4. A decision by Delamere to deport a Jordanian immigrant at a time when his wife and children were ill and dependent on him. The Deportation Review Tribunal recently deemed the ruling to be "indefensible" and "cruel".

Sala Alameh, 39, a commerce graduate from the West Bank, had come to New Zealand legally with his wife and four children. After failing to find work, and with his wife and two of their children falling seriously ill, Alameh was driven by desperation and poverty into crime. He was eventually convicted on 16 counts of fraud, involving $80,000 in false insurance claims.

Delamere ordered his deportation four days before last Christmas, even though the condition of his wife and children at the time made them utterly dependent on him. Tribunal chairman Hugh Fulton called Delamere's actions to be "unduly harsh" and that he had failed to take into account Alameh's "human and civil rights". Unrepentant, Delamere claimed that while the family circumstances were "tragic", "I also weighed this against the right of New Zealanders to be protected from low-life like him... he would have been here forever."

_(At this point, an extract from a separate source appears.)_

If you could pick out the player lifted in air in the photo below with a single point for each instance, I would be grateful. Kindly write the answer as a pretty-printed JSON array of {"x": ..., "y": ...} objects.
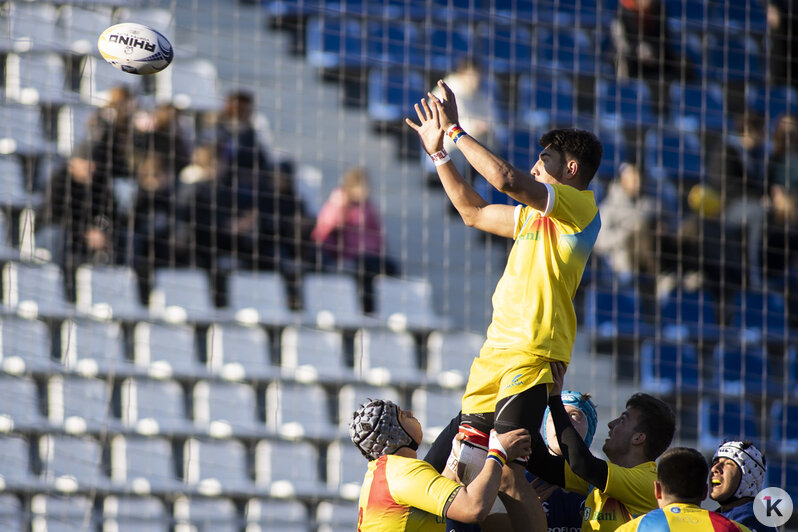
[{"x": 533, "y": 322}]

New Zealand's immigration laws have long had a discriminatory and racist character. Pacific Islanders wanting to join their families and come to the country to work have, since the early 1960s, been subject to bureaucratic intimidation, police harassment and summary deportation. The "dawn raids" carried out against Pacific Island communities during the 1970s, and the mass deportation of so-called "overstayers,” remain infamous throughout the Pacific region. In the recent period, immigration rules have been rewritten to give favoured treatment to wealthy immigrants.

The strengthening of legal and political barriers against general immigration over this period is a product of the increasingly nationalist and anti-working class politics of the established political parties, in response to the country's deepening economic crisis. Immigration Minister Tuariki Delamere himself is a product and expression of these developments.

Delamere, a former army officer, was elected to parliament in 1996 as a member of the NZ First Party, winning one of the five special seats set aside for the Maori electorate. NZ First campaigned in the election on a racist platform of opposition to Asian immigration. When NZ First disintegrated in 1998, Delamere set himself up as an "independent" MP. He has been one of the key props of the minority National government, which kept him on as Immigration Minister. During the current election campaign, he has claimed that if he is returned to parliament at the coming elections, he will support Labour rather than the Nationals.

On Wednesday, Delemere was sacked as Immigration Minister by Shipley but not for none of his above actions. A letter came to light revealing that Delemere had offered to “relax” immigration rules in order to provide 21 Chinese and Taiwanese permanent residency visas if they each invested $NZ400,000 each in projects on Maori tribal land or $600,000 in businesses 60 percent owned by Maoris. Shipley told Delemere not to issue the visas but he ignored the order. Much of the money was to be invested within his own parliamentary seat.

Delemere is adamant that he did nothing wrong and just days before the New Zealand poll has mounted a protest with some of his supporters against his sacking, further intensifying the crisis surrounding the Shipley government. Labour Party leader Helen Clark seized on the Delemere sacking to score a politcal point and vaguely promised to “review” his handling of immigration but made no reference to the hunger strikers or any other cases.